Stevie Nicks and Prince’s music might sound different, but if you listen closely, two of their songs some similar. Nicks and Prince might have come from different worlds, but they could find common ground and be inspired by one another. Prince had a soft spot for female singers and loved Nicks’ band Fleetwood Mac so much that he formed his band, The Revolution, in their image. But which Prince song inspired Nicks to write a hit song of her own?
Stevie Nicks wrote ‘Stand Back’ after hearing Prince’s ‘Little Red Corvette’
After Nicks married her now ex-husband Kim Anderson in 1983, the couple embarked on a road trip to Santa Barbara for their honeymoon. While they drove, Prince’s newest hit song, “Little Red Corvette,” played on the radio and had Nicks stunned.
“All of a sudden, out of nowhere, I’m singing along, going, ‘Stand back!'” Nicks explained to Uncle Joe Benson on the Ultimate Classic Rock Nights radio show. “I’m like, ‘Kim, pull over! We need to buy a tape recorder because I need to record this.’ And so we do – we careen off the freeway to find a radio, record shop or something, and we go in and we buy a little tape recorder.”
Instead of having a romantic honeymoon, the newlyweds started a songwriting session, staying up all night writing “Stand Back,” which appeared on Nicks’ The Wild Heart later that year. “We get the song, and I’m basically using Prince’s instrumental melody,” Nicks said. “What I’m singing along is very, very different from what he’s singing. I’m singing in and out of all of the holes.” Nicks finished the song, but His Purple Highness had the last say on what needed to be added.
Prince helped Stevie Nicks on ‘Stand Back’

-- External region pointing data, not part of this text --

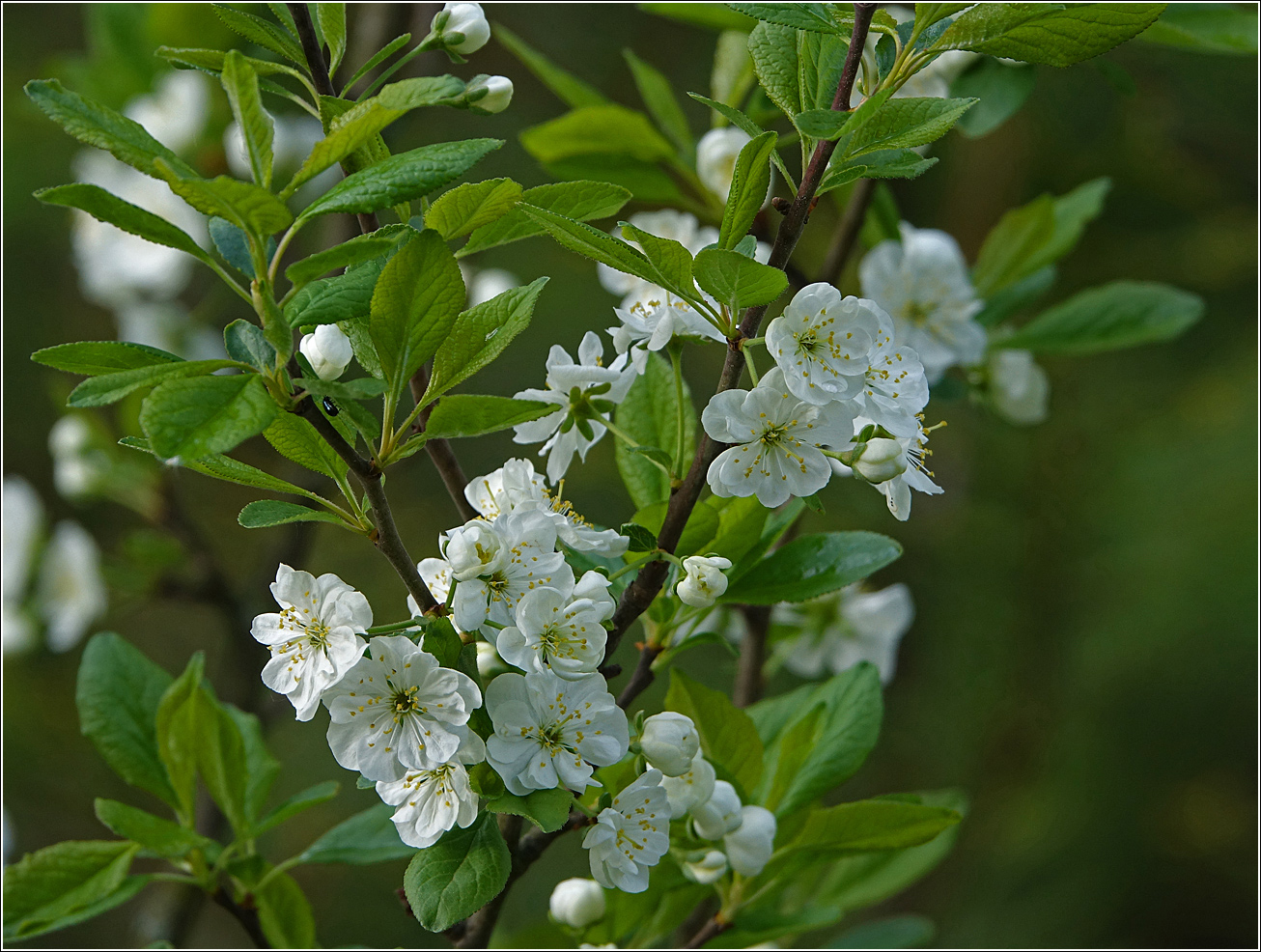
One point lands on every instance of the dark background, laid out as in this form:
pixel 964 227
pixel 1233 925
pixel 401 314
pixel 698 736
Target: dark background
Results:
pixel 1083 659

Even though “Little Red Corvette” and “Stand Back” have different lyrics, Nicks says “Stand Back” “belongs” to Prince. When Nicks had the lyrics, she called Prince, told him the story of how she’d taken “Little Red Corvette,” and written a song with the same melody. She asked him to meet her at Sunset Sound studio in LA. You call Prince, and he comes because he arrived twenty minutes later.
Nicks played the song for him, and Prince immediately started adding things to it. “That was the coolest thing we’ve ever heard,” Nicks said. “Takes him an hour; he gives me a little ‘I don’t really know you’ hug, and he’s gone. Like a little spirit.”

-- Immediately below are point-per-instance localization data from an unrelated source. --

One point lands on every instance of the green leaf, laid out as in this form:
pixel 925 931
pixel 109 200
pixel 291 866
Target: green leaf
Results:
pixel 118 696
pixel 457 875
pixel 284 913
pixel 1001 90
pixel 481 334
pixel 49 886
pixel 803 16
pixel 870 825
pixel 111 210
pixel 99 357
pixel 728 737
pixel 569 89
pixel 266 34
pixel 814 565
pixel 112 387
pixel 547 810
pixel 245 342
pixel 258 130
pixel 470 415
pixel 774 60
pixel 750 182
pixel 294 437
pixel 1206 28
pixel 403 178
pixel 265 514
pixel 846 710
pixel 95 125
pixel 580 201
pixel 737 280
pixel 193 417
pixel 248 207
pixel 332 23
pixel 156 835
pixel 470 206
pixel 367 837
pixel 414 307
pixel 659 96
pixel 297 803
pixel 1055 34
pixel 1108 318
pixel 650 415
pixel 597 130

“He was so uncanny, so wild,” Nicks said in the book Rock Lives. “He spoiled me for every band I’ve ever had because nobody can exactly re-create — not even with two piano players —what Prince did all by his little self.”
In 1983, “Stand Back” went to No. 5 on the U.S. Billboard Top 100, and it was all thanks to the mysterious little spirit, Prince. Although Nicks said the song was all His Purple Badness, he didn’t get a songwriting credit on the album.

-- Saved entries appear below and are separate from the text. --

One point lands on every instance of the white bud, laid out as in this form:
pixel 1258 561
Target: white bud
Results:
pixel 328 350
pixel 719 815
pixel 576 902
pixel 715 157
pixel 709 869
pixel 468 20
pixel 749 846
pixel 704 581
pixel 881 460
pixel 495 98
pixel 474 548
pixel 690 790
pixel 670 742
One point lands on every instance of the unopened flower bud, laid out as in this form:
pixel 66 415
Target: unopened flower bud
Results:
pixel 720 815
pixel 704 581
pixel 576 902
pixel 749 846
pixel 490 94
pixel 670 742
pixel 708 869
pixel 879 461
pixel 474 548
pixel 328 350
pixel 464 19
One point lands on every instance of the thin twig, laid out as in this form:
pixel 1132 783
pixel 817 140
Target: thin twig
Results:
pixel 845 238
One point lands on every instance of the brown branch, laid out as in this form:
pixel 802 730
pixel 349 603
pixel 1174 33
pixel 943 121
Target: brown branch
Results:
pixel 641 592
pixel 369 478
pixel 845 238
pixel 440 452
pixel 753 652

Prince later put the moves on Stevie Nicks
Sometime later, after a Fleetwood Mac show, Prince put the moves on Nicks and took her out one night. “We get into his purple Camaro and bomb out onto the freeway at 100 m.p.h. I’m terrified, but kind of excited too,” the singer recalled. “I get on the plane and the rest of the band are like [drum fingers, rolls eyes]. “I’m like, ‘What? Nothing happened.'”
Nothing happened between the two performers, but they did develop a nice friendship over the years. In 1984, Prince asked Nicks to collaborate with him on one of his most important songs, “Purple Rain.” Nicks denied it because she could sense that the song would be big, and she didn’t want the pressure. Could you imagine “Purple Rain” as a country song?